Maalesef Beth ve Chris’in çocukları yoktu bu yüzden günü geçirecek şekilde yaşıyorlardı. İçinde bir sürü ilginç şey olan çantasında, Beth’in bozuk ve kağıt paralarını koyduğu cüzdanı için özel bir gözü vardı.

Bir gün, evden çok uzaklardayken Beth ağır hastalandı ve o günden itibaren hep yatakta olmak zorunda kaldı. İşin doğrusu, Beth ile birlikte bütün dünya hastalandı ve insanlar birbirlerini ziyaret edemez, ya da kamp ateşinin etrafında gitar eşliğinde şarkı söyleyemez oldular. Bunun yerine, Beth’e yolladıkları mektuplar ve kartlar ile hayatlarını ve yaşadıkları maceraları anlattılar. Chris yatakta uzanmakta olan Beth’e bütün yazışmaları okudu ve mektupların veya kartların dünyanın neresinden geldiklerini çantasından çıkarıp açtığı haritası üzerinden gösterdi.

En önemlisi, ikisinin de bir dakikalığına bile, espri anlayışlarını kaybetmemiş olmalarıydı. Yatağa bağlı olsa da, Beth sürekli garip işler yapıyordu. Beth, tüm uzatma kablolarını tamir etti ve onları dikiş makinasına dikti. Gücü onu hayal kırıklığına uğrattığı zaman gidip cüzdanında biriktirdiği tüm parasını kullanarak büyük bir toprak parçası satın almaya karar verdi. İnternet üzerinden biraz toprak arazisi almayı başardı, ama sürekli daha da güçsüzleştiği için asla gidip araziyi kendisi göremedi. Hastalığı hakkında düşünmekten kaçınmak için o ve Chris araziyi nasıl kullanacakları ve üstüne ne inşa edecekleri hakkında planlar yapmaya bile başladı. Arazi için güzel bir isim bile düşündüler - BETHSFIELD.

Ne yazık ki, Beth asla kendi toprak parçasını göremedi.

Ama Chris haritasını aldı ve tıpkı eskiden Beth ile birlikte yaptıkları gibi hemen yola koyuldu, fakat bu sefer tek başınaydı. BETHSFIELD’a gitti. Karısının değerli çantasını üç söğüt ağacıyla çevrelenmiş büyük bir taşın altına gömdü. Beth’in eskiden çantasında taşıdığı farklı eşyaların sayılarını tam olarak hatırladı. Sayıları, ona haritada açılar, dakikalar ve saniyeler şeklinde bir koordinat oluşturacak şekilde özel bir sırayla hatırladı: 51*07'47”N i 19*33'41”E.
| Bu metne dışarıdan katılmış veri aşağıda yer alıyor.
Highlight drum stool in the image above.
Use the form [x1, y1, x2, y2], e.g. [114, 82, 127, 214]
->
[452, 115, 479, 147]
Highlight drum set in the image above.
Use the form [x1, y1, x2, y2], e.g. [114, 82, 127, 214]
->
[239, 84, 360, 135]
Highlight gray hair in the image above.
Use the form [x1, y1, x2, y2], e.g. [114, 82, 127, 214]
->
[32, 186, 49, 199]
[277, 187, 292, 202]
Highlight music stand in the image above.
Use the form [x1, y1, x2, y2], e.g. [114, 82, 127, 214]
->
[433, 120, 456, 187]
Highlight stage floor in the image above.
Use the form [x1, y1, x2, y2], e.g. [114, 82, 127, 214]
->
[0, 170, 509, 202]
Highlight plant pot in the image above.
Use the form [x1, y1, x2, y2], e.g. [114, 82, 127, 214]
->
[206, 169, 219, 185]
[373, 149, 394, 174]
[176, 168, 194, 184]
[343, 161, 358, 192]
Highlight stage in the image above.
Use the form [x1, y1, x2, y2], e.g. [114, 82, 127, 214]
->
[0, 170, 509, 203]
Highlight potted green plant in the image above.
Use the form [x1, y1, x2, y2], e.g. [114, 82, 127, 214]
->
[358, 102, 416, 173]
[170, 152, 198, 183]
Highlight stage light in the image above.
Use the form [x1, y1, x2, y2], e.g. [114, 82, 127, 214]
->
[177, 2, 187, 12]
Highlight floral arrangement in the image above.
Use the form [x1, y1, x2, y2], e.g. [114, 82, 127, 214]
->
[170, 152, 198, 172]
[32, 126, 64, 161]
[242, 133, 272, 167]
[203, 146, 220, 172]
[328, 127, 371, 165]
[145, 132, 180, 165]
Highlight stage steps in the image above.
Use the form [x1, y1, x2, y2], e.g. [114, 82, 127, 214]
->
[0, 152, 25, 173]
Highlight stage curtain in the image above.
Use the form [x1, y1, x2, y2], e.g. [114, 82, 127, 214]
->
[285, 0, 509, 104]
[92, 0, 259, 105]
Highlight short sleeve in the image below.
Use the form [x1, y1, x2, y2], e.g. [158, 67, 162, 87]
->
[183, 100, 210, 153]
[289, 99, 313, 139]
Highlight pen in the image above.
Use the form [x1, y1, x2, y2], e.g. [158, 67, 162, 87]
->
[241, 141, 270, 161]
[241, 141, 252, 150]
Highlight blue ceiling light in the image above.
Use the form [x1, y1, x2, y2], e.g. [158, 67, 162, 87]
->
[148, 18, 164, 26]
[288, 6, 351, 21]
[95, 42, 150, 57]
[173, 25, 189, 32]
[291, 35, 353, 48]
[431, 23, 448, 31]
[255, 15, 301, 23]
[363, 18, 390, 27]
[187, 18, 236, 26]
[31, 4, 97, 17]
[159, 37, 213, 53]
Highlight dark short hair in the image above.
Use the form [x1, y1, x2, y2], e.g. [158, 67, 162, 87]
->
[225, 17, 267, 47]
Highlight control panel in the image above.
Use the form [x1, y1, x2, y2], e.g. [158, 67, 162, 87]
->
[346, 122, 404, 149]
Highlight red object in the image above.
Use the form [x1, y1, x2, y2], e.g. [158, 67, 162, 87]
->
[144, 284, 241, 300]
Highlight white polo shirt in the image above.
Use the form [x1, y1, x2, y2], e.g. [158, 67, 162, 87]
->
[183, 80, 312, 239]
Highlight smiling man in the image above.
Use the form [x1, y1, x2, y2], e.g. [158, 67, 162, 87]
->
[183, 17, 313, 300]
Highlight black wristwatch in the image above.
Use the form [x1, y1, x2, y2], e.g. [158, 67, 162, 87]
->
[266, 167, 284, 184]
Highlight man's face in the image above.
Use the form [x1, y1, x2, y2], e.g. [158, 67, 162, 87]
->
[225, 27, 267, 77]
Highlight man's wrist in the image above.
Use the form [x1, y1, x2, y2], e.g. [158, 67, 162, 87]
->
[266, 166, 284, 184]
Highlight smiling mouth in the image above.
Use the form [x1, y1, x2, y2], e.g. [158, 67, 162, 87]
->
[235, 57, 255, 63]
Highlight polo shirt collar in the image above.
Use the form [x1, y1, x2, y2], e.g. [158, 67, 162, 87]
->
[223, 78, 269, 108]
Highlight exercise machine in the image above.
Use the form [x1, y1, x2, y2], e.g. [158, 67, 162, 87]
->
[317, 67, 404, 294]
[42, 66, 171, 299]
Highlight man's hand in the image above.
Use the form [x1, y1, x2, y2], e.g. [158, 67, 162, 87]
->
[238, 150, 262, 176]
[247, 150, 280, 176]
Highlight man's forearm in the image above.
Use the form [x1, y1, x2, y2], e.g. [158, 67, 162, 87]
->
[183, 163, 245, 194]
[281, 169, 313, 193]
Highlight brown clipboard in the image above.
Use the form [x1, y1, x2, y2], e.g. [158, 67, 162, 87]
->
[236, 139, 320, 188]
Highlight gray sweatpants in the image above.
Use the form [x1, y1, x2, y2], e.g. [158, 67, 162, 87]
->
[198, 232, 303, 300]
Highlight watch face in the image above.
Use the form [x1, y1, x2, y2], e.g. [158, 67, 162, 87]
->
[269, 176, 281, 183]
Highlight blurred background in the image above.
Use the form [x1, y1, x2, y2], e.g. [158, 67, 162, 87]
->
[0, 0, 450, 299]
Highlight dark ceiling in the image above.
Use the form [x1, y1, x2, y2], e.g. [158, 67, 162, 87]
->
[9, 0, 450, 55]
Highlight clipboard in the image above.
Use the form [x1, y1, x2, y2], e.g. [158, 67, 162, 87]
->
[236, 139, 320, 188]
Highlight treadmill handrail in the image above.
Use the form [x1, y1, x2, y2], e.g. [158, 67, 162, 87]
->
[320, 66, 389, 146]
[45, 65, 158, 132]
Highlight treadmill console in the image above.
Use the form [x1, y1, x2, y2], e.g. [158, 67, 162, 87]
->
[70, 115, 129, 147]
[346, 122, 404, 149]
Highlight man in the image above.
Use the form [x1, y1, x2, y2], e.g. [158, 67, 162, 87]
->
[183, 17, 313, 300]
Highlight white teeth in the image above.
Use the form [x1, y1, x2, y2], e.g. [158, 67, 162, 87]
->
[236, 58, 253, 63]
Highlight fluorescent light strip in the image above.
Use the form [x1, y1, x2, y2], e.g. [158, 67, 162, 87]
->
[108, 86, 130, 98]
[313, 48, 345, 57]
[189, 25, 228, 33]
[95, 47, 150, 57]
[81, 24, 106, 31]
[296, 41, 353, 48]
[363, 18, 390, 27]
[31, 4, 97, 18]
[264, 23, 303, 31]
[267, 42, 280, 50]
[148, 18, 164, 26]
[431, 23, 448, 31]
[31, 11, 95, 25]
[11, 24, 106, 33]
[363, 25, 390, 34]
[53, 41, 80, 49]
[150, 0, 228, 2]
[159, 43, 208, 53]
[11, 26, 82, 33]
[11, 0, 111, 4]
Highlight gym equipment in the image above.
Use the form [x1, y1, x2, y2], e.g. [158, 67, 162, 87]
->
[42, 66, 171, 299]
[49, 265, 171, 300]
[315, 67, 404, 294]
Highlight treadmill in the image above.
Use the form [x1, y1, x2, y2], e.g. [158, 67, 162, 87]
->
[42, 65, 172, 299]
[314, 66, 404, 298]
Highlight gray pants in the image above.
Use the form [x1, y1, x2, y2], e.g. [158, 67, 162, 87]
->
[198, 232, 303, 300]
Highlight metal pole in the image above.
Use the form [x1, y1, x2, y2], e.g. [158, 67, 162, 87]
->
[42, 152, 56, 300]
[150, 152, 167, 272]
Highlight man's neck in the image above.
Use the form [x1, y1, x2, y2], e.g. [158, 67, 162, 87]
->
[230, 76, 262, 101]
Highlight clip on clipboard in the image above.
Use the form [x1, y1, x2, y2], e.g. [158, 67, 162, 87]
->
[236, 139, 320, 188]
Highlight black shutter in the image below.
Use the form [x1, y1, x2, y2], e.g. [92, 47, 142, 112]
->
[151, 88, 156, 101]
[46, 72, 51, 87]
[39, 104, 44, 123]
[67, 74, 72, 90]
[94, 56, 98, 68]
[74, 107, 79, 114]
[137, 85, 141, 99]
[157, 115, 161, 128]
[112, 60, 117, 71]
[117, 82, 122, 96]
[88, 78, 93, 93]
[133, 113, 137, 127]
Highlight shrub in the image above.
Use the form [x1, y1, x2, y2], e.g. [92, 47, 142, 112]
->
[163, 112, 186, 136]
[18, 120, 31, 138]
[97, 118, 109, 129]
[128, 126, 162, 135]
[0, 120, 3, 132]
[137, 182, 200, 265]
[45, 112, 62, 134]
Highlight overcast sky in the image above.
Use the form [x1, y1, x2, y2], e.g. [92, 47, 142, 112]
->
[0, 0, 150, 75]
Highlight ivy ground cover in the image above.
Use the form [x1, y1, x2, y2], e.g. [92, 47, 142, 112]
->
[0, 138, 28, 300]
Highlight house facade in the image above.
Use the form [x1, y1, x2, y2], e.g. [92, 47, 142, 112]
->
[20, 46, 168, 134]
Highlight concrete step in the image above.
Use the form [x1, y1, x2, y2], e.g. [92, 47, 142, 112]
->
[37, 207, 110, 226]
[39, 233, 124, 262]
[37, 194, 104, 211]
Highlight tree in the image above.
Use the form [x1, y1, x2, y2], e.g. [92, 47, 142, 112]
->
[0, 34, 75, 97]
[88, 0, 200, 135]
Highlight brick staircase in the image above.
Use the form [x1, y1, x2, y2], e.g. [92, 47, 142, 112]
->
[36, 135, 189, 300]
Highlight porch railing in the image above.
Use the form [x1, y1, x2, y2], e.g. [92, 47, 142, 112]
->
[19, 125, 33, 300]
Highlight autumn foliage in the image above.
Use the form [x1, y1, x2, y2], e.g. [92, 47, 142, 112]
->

Beth ve Chris’in arkadaşları, Beth’in çantasının gömülü olduğu taşın etrafına ağaçlar ve çiçekler diktiler. Taşın etrafında zarif, büyülü bir koru büyüdü. Ağaçların meyvesi enfes pudingler, reçeller, şaraplar ve likörler yapmak için kullanıldı. Korunun özel bir yeri kamp ateşi yapmak için seçildi, böylelikle insanlar tıpkı Beth’in önceden yaptığı gibi gitar eşliğinde şarkı söyleyebileceklerdi. Bu güne kadar, arkadaşları hala orayı ziyarete gidiyorlar, ve kamp ateşinin etrafında oturdukları zaman arada sırada Chris’in Lilibeth’i unutmadığının bir göstergesi olarak Chris’in uçağının kanatlarını sallayarak kafalarının üzerinden uçtuğunu görüyorlar.

Yıllar geçiyor ve dünya hala değişiyor. Ağaçlar git gide daha da büyüyor ve ağaçların dallarından sarkan salıncaklar gittikçe yükseliyor. Kendini mucizevi bir şekilde ağaçların orada bulan her çocuk, ayaklarının altındaki toprağa gömülü olan Beth’in çantasına koymak istedikleri bir şey düşünüyor. Onlar için zor, beklenmedik bir durumda işe yarayacak bir şey.

Peki ya sen? Sen olsan çantaya ne koyardın?